Global financial group AIG is in talks to sell its insurance operations connected with Lloyd’s of London to Canada’s biggest pension fund, according to insider reports.
The discussions with Canada Pension Plan Investment Board (CPPIB) also involve the acquisition of a related reinsurer based in Bermuda.
The New York-based AIG is currently making efforts to improve its results by narrowing its focus, and returning over US$25bn in capital to its shareholders. On the other hand, an acquisition will be another stepping stone for CPPIB’s move to become a significant global insurance industry player.

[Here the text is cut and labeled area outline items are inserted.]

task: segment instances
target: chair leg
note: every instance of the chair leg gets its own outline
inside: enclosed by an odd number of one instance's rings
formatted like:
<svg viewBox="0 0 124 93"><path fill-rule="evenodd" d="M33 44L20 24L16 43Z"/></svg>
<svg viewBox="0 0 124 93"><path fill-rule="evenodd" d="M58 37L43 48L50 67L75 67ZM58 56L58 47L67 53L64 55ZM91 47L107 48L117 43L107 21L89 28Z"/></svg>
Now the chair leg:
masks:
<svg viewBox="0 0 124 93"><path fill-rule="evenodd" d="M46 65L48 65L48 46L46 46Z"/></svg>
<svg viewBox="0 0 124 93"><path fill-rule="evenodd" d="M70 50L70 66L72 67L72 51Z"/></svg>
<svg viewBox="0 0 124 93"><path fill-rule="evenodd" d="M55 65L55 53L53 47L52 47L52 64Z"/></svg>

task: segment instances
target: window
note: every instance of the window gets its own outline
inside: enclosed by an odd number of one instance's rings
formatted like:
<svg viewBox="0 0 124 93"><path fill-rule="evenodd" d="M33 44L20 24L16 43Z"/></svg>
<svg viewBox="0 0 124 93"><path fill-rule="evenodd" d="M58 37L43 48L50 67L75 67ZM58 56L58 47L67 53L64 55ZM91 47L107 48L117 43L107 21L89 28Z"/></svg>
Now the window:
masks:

CPPIB’s first major insurance acquisition was in 2014, with the purchase of US life insurer Wilton Re Limited Holdings for US$1.8bn. In 2015, CPPIB bought an almost 10% stake in Bermuda-based Enstar Group Ltd, which acquires and manages insurance and reinsurance companies. Enstar’s holdings include operations at Lloyd’s of London.
AIG is a minority owner of Ascot Underwriting Holdings, which manages a Lloyd’s syndicate covering marine, fine art, political risks, and terrorism. Ascot has operations in Asia and Houston, potentially giving CPPIB access to these markets if the deal pushes through.

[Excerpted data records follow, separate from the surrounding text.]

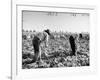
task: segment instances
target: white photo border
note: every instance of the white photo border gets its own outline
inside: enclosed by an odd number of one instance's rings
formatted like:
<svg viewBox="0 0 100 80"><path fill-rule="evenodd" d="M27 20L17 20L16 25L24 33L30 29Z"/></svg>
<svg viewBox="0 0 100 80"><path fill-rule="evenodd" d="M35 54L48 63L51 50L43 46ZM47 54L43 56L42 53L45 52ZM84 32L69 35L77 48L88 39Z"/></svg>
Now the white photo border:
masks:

Activist investors Carl Icahn and John Paulson have publicly called on AIG to break itself up in order to avoid onerous capital requirements as a “systemically important financial institution.” AIG was labeled as such after its near-collapse in the 2008 financial crisis and subsequent government bailout, which has been fully repaid.
AIG has rejected the call to break up, but CEO Peter Hancock proposed a strategy to return at least US$25bn to shareholders, mostly through dividends and buybacks, as AIG disposes of its non-core businesses to improve profit margins.
Recently, AIG has sold its mortgage-guarantee unit to Bermuda-based Arch Capital Group, netting US$3.4bn. Since January, the group has returned around US$7.9bn in capital to its shareholders.